Pela primeira vez, a Estação Pinacoteca apresenta
uma amostragem do arquivo do Deops e conta a história de
homens e mulheres com nomes, ideais e direitos. “Aqui, as
paredes gemem e as portas rangem ao reverem as imagens desses hereges
que um dia aqui estiveram por subverter a ordem em nome de uma
nova ordem”, observa a historiadora Maria Luiza. “Constrangidos,
de frente e perfil, os personagens nos olham, quebrando o silêncio
oficial.” Vozes
silenciadas – São mais de 180 mil prontuários
que, hoje devidamente organizados pelo Proin, contam histórias
de homens e mulheres que, como bem lembra o ex-diretor do Arquivo
do Estado, Nilo Odália, amaram, sofreram, tiveram alegrias
e tristezas, foram livres ou escravos. Pessoas que perdiam a identidade
nas fotos feitas sob as lentes do Serviço de Identificação
do Deops (com iluminação especial e uma postura em
que a cabeça era devidamente apoiada em uma espécie
de aparador de ferro). Ficavam anônimas, sem direito a qualquer
expressão. Através do trabalho desenvolvido por Boris
Kossoy, professor do Departamento de Jornalismo da Escola de Comunicações
e Artes (ECA) da USP, especialista em fotografia, as fotos passam
a ter uma nova dimensão e, mais importante, as imagens dos
indivíduos saem dos limites de seus prontuários.
Kossoy conseguiu construir, a partir de fragmentos, a imagem da
subversão. “É fundamental que se compreenda
que as fotografias, independentemente de suas categorias de informação,
têm atrás de si uma história e a sua trajetória
deve ser recuperada”, observa. “A lição
de Henri-Irenée Marrou em relação ao documento é fundamental.

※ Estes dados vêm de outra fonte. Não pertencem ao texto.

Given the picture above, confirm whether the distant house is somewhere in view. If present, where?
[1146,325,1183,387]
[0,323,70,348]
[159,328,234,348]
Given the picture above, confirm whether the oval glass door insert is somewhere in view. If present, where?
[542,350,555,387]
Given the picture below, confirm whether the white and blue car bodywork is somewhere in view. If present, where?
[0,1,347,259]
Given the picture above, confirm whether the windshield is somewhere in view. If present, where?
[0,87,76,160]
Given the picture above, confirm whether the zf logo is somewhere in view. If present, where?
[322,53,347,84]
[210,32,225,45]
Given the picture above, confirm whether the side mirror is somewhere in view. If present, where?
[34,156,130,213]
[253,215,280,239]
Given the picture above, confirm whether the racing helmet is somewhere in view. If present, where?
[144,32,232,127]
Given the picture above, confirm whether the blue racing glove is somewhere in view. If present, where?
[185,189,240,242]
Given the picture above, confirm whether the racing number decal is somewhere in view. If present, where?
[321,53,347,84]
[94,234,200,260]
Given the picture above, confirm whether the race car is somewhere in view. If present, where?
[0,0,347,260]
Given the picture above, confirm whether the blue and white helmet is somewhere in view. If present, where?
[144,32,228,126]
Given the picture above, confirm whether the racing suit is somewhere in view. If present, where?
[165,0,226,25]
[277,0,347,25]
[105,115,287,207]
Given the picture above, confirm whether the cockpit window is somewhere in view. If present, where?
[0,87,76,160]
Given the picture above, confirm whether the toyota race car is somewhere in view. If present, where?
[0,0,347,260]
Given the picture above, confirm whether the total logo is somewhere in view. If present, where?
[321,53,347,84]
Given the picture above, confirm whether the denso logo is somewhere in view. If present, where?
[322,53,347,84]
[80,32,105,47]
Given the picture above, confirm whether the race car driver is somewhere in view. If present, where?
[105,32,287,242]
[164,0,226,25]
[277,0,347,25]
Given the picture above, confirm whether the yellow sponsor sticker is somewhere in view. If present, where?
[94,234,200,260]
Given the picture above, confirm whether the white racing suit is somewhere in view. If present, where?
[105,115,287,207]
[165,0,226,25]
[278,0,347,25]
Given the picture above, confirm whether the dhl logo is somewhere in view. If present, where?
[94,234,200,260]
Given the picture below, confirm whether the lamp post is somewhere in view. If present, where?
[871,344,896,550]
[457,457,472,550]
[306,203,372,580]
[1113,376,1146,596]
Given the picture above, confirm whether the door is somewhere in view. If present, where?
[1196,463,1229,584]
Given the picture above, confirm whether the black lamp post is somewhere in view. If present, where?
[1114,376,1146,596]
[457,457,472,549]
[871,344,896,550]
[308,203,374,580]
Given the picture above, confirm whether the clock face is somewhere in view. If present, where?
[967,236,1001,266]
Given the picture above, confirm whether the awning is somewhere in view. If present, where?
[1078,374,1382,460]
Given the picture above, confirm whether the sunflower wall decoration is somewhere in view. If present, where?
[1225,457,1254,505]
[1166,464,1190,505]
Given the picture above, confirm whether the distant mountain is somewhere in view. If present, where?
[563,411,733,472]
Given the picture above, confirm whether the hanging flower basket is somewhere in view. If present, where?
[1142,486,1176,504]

Para o autor, o que interessa é o ‘ser’ do documento,
o que ele é em si e por si mesmo.”
 Além da identificação do
cidadão com
suas fotos de frente e perfil, os prontuários trazem também
tudo o que era apreendido junto com o suspeito. Era o chamado material
subversivo. “Durante esse ato de investigação,
o encarregado da busca procurava reunir o maior número possível
de provas, mesmo que estas pudessem, de imediato, nada ter de comprometedor.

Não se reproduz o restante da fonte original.